Responsable : Judith Rainhorn, PR Histoire contemporaine, Centre d’histoire sociale des mondes contemporains (CHS), titulaire de la Chaire Santé-SHS Paris 1

Financement : CNRS (Institut national des Sciences humaines et sociales), projet MAMA « Du Monde d’Avant au Monde d’Après »

Équipe : Judith Rainhorn (Paris 1/CHS), Marie Thébaud-Sorger (CNRS/Centre A. Koyré), Charles-Antoine Wanecq (CHS)

La pandémie de Covid-19 a fait surgir dans le quotidien de milliards d’hommes et de femmes sur la planète un nouvel objet matériel, le masque facial, destiné à limiter les contaminations virales responsables de la diffusion de la maladie. Depuis le printemps 2020, le masque a fait l’objet de controverses sur son efficacité, d’instrumentalisation politique en régime d’incertitude scientifique, d’une politique de fabrication industrielle et de diffusion à grande échelle, de recettes de fabrication artisanale diffusées sur les réseaux sociaux, d’une mise en cause de son innocuité, etc. Il s’est imposé à une vitesse vertigineuse comme un dispositif socio-technique fondamental de notre quotidien, à l’échelle globale.

Pourtant le masque facial fait partie de l’arsenal de protection contre les maladies infectieuses et contre les poussières depuis des siècles. Si vient immédiatement à l’esprit la silhouette du médecin vénitien luttant contre la peste et se protégeant des effluves morbides grâce à son bec truffé d’herbes aromatiques, des dispositifs de protection, en particulier dans le cadre du travail artisanal puis industriel, ont existé antérieurement. Le XVIIIe siècle qui a vu se développer une recherche importante de dispositifs de protection contre les poussières et les « miasmes » en même temps que s’est transformée la perception de l’air et que sont apparues des études sur le phénomène physiologique de la respiration. Depuis la fin du XVIIIe siècle, inventivité, perception scientifique et maîtrise technique se sont conjuguées pour créer des masques polymorphes, dont on a discuté la forme, la texture, les mécanismes de fonctionnement et les capacités de filtrage, objet destiné à jouer l’interface entre le corps humain et l’air corrompu et qui a donné lieu à une abondante iconographie. D’abord dans la sphère médicale et hospitalière, puis dans celle du travail pollué par les poussières et les émanations toxiques (mines, chimie, etc.), les masques, ventilateurs, respirateurs, scaphandres ont constitué un arsenal matériel dont l’évolution est elle-même soumise aux transformations des savoirs scientifiques. Loin d’être une histoire linéaire, celle de l’invention, de la fabrication et de l’usage des masques témoigne qu’ils sont un objet scientifique et technique dépendant de quantités de facteurs : la perceptibilité des risques véhiculés par l’air, la perméabilité du corps humain par l’intermédiaire de la bouche et du nez, les cultures du travail et les mises en danger dans le cadre professionnel, les pratiques culturelles liés à la place des individus dans la collectivité (distanciation physique, etc.). Ils correspondent, à bien des égards, au processus d’individualisation de la gestion des risques qui accompagne la société hygiéniste en voie de médicalisation depuis la fin du XVIIIe siècle, processus d’individualisation qui culmine avec la responsabilité laissée aux individus de se procurer ces masques, rarement (mais parfois et dans certains lieux/pays) distribués.
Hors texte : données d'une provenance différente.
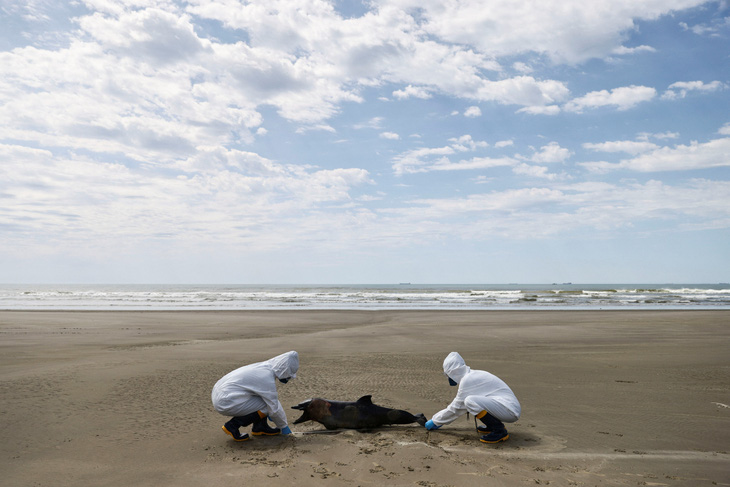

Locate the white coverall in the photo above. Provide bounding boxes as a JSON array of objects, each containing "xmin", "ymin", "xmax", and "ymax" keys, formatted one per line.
[
  {"xmin": 431, "ymin": 352, "xmax": 521, "ymax": 426},
  {"xmin": 211, "ymin": 351, "xmax": 299, "ymax": 428}
]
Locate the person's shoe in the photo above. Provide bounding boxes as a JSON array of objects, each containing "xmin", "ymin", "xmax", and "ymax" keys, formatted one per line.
[
  {"xmin": 251, "ymin": 418, "xmax": 281, "ymax": 436},
  {"xmin": 479, "ymin": 430, "xmax": 509, "ymax": 443},
  {"xmin": 223, "ymin": 421, "xmax": 251, "ymax": 441}
]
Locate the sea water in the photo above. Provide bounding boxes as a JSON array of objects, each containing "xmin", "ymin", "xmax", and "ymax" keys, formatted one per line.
[{"xmin": 0, "ymin": 283, "xmax": 730, "ymax": 310}]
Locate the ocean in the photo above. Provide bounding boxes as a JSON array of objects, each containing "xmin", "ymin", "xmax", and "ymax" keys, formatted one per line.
[{"xmin": 0, "ymin": 283, "xmax": 730, "ymax": 310}]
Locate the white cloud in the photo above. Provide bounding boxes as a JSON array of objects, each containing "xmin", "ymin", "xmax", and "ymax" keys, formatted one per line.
[
  {"xmin": 583, "ymin": 140, "xmax": 659, "ymax": 154},
  {"xmin": 449, "ymin": 134, "xmax": 489, "ymax": 152},
  {"xmin": 530, "ymin": 142, "xmax": 573, "ymax": 164},
  {"xmin": 0, "ymin": 144, "xmax": 372, "ymax": 255},
  {"xmin": 393, "ymin": 134, "xmax": 504, "ymax": 176},
  {"xmin": 494, "ymin": 140, "xmax": 515, "ymax": 149},
  {"xmin": 613, "ymin": 46, "xmax": 656, "ymax": 56},
  {"xmin": 662, "ymin": 81, "xmax": 727, "ymax": 100},
  {"xmin": 354, "ymin": 117, "xmax": 384, "ymax": 130},
  {"xmin": 621, "ymin": 138, "xmax": 730, "ymax": 172},
  {"xmin": 393, "ymin": 85, "xmax": 431, "ymax": 100},
  {"xmin": 565, "ymin": 85, "xmax": 656, "ymax": 112},
  {"xmin": 512, "ymin": 163, "xmax": 557, "ymax": 179},
  {"xmin": 517, "ymin": 105, "xmax": 560, "ymax": 115},
  {"xmin": 581, "ymin": 130, "xmax": 730, "ymax": 172},
  {"xmin": 384, "ymin": 179, "xmax": 730, "ymax": 240},
  {"xmin": 390, "ymin": 0, "xmax": 704, "ymax": 64}
]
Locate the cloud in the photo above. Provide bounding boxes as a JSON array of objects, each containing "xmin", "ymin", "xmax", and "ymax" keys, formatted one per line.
[
  {"xmin": 565, "ymin": 85, "xmax": 656, "ymax": 112},
  {"xmin": 620, "ymin": 138, "xmax": 730, "ymax": 172},
  {"xmin": 0, "ymin": 144, "xmax": 372, "ymax": 254},
  {"xmin": 512, "ymin": 163, "xmax": 557, "ymax": 179},
  {"xmin": 396, "ymin": 0, "xmax": 705, "ymax": 64},
  {"xmin": 384, "ymin": 179, "xmax": 730, "ymax": 241},
  {"xmin": 613, "ymin": 46, "xmax": 656, "ymax": 56},
  {"xmin": 517, "ymin": 105, "xmax": 560, "ymax": 115},
  {"xmin": 393, "ymin": 134, "xmax": 494, "ymax": 176},
  {"xmin": 530, "ymin": 142, "xmax": 573, "ymax": 164},
  {"xmin": 581, "ymin": 129, "xmax": 730, "ymax": 172},
  {"xmin": 393, "ymin": 85, "xmax": 431, "ymax": 100},
  {"xmin": 583, "ymin": 140, "xmax": 659, "ymax": 154},
  {"xmin": 662, "ymin": 81, "xmax": 727, "ymax": 100}
]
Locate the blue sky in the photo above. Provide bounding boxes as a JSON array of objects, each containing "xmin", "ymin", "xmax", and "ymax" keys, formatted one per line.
[{"xmin": 0, "ymin": 0, "xmax": 730, "ymax": 283}]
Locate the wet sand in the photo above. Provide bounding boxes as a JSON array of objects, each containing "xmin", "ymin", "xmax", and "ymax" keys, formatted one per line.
[{"xmin": 0, "ymin": 311, "xmax": 730, "ymax": 487}]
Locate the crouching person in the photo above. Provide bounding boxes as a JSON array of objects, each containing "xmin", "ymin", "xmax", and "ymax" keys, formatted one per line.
[
  {"xmin": 426, "ymin": 352, "xmax": 521, "ymax": 443},
  {"xmin": 211, "ymin": 351, "xmax": 299, "ymax": 441}
]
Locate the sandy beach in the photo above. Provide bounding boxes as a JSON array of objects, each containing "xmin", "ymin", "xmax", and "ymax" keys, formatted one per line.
[{"xmin": 0, "ymin": 310, "xmax": 730, "ymax": 487}]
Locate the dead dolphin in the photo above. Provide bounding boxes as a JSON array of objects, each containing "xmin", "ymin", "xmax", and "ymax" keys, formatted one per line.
[{"xmin": 292, "ymin": 396, "xmax": 426, "ymax": 430}]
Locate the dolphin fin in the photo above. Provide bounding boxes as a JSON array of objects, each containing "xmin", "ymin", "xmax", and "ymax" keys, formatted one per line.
[{"xmin": 357, "ymin": 395, "xmax": 373, "ymax": 404}]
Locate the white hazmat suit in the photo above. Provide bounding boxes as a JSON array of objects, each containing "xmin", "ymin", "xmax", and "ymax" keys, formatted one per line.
[
  {"xmin": 211, "ymin": 351, "xmax": 299, "ymax": 428},
  {"xmin": 431, "ymin": 352, "xmax": 521, "ymax": 426}
]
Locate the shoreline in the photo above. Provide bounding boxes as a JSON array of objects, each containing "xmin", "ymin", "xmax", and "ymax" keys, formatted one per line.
[{"xmin": 0, "ymin": 309, "xmax": 730, "ymax": 487}]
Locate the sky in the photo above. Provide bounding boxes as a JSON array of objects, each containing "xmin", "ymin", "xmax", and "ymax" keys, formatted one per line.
[{"xmin": 0, "ymin": 0, "xmax": 730, "ymax": 284}]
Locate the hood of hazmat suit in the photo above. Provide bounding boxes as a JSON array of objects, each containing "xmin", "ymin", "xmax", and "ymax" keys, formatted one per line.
[
  {"xmin": 431, "ymin": 352, "xmax": 521, "ymax": 426},
  {"xmin": 444, "ymin": 352, "xmax": 471, "ymax": 384},
  {"xmin": 211, "ymin": 351, "xmax": 299, "ymax": 428}
]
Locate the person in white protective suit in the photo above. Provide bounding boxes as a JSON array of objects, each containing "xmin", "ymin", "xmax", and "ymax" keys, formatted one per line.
[
  {"xmin": 426, "ymin": 352, "xmax": 522, "ymax": 443},
  {"xmin": 211, "ymin": 351, "xmax": 299, "ymax": 441}
]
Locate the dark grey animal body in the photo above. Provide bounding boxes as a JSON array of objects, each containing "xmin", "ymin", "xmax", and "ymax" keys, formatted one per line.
[{"xmin": 292, "ymin": 396, "xmax": 426, "ymax": 430}]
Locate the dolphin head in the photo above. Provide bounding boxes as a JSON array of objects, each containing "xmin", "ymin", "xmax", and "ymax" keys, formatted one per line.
[{"xmin": 292, "ymin": 397, "xmax": 332, "ymax": 424}]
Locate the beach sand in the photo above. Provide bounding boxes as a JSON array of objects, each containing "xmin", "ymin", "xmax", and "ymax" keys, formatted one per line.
[{"xmin": 0, "ymin": 310, "xmax": 730, "ymax": 487}]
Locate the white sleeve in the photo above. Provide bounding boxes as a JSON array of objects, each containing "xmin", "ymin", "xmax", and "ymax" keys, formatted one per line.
[{"xmin": 431, "ymin": 386, "xmax": 466, "ymax": 426}]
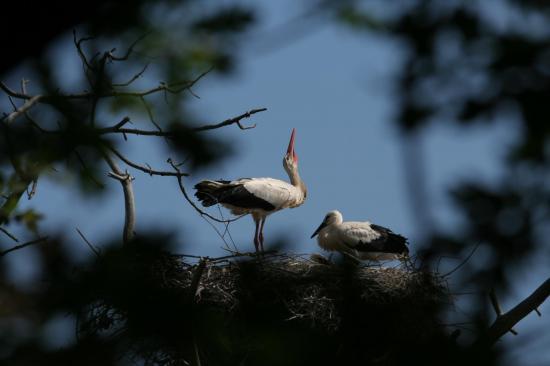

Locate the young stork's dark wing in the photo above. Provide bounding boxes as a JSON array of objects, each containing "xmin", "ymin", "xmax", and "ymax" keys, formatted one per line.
[
  {"xmin": 195, "ymin": 178, "xmax": 275, "ymax": 211},
  {"xmin": 352, "ymin": 224, "xmax": 409, "ymax": 254}
]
Relire aujourd’hui l’histoire des masques de protection depuis trois siècles consiste à interroger les problématiques liant technique et santé, valeur de la vie humaine, inégalités sociales et sanitaires à l’échelle globale.

Durée du projet : 12 mois (automne 2023-automne 2024).

En poste sur le projet : Charles-Antoine Wanecq, chercheur post-doctorant au CHS à compter du 1er septembre 2023.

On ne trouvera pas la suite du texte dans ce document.